Laia avait toujours ressenti un trouble particulier à l’approche de la pluie. Un genre de vague à l’âme, de nostalgie, de tristesse à l’idée des actes manqués, de ces opportunités qui ne se présenteraient jamais plus. Rien d’exceptionnel à proprement parler, c’est un sentiment fréquent par temps gris. Mais Laia n’était pas à l’aise avec cette explication. Elle ressentait la tristesse avant la pluie. Et avec le temps, elle en vint à croire que sa tristesse appelait l’ondée. Et inversement, que son bonheur la retenait.
Si bien que, quand une terrible sécheresse accabla les terres où elle était née, elle prit ses responsabilités et dit adieu aux siens. Commença alors un long voyage ensoleillé, plein de rires, de rencontres, d’exotisme. Elle eut des amis, apprit, grandit. Et jamais il ne plut sur sa route.
Par des chemins détournés, elle arriva aux portes du désert et rencontra les bédouins. Sa fascination pour ce peuple fut immédiate. Ces gens vivaient depuis des générations sans bénéficier des bienfaits du ciel. Une vie nomade, rythmée par les déplacements de point d’eau en point d’eau. Une vie rude. Une vie où Laia pourrait être heureuse sans nuire à personne.

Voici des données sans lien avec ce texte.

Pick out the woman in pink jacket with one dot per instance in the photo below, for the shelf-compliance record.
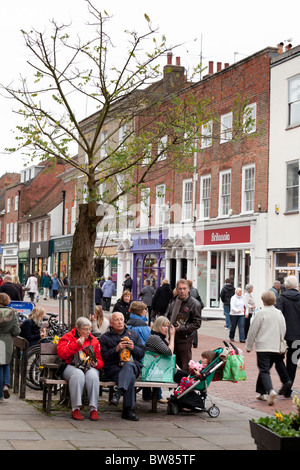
(69, 348)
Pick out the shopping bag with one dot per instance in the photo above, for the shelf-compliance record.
(158, 367)
(234, 369)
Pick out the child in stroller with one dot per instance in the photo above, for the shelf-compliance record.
(192, 391)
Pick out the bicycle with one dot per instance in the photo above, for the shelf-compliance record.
(34, 369)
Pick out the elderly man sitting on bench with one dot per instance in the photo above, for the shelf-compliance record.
(122, 351)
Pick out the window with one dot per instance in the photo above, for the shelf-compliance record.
(226, 128)
(162, 145)
(294, 101)
(205, 197)
(187, 198)
(160, 205)
(292, 187)
(250, 118)
(248, 185)
(206, 140)
(224, 191)
(145, 207)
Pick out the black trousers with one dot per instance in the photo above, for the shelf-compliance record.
(265, 361)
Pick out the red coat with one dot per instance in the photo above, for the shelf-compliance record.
(67, 347)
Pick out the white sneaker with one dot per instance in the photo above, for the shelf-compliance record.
(261, 397)
(272, 396)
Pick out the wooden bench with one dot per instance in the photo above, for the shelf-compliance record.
(49, 361)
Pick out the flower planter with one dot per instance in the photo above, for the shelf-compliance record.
(268, 440)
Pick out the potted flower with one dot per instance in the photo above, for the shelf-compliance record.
(279, 432)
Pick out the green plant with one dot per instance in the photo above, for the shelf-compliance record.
(283, 425)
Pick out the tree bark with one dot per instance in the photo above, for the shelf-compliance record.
(82, 259)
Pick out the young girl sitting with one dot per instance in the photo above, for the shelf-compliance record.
(195, 368)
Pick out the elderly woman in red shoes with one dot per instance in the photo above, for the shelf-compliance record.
(81, 353)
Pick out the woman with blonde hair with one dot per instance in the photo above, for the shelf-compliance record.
(100, 323)
(31, 328)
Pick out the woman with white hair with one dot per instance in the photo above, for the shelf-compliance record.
(289, 304)
(238, 310)
(70, 346)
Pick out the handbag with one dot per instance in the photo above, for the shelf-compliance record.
(158, 367)
(234, 369)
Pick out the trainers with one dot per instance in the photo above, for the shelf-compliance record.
(77, 415)
(94, 415)
(286, 389)
(261, 397)
(272, 396)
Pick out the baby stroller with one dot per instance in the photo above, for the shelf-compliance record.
(194, 398)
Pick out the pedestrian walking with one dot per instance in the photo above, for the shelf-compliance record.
(9, 328)
(267, 331)
(289, 304)
(226, 293)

Elle s’intégra peu à peu dans la communauté du peuple du désert, y rencontra un homme bon à qui elle donna tout son amour. Ils eurent trois merveilleux enfants auxquels ils enseignèrent l’art de la survie dans le désert. Ce fut une vie pleine de joie, une vie de partage. Son long voyage était enfin terminé. Et le temps passant, chaque jour succédant au précédent, Laia vieillit.
Au crépuscule de sa vie, les siens se réunirent autour d’elle en une vaste assemblée, comme le voulait la tradition. Peut-être plus que ne le voulait la tradition, même. Laia était respectée de tous, et l’approche de sa mort suscitait un vif émoi parmi les siens. Elle embrassa une dernière fois son époux et ses enfants, bénit son peuple, puis ferma enfin les yeux.
Quand elle mourut, il se mit à pleuvoir sur le désert.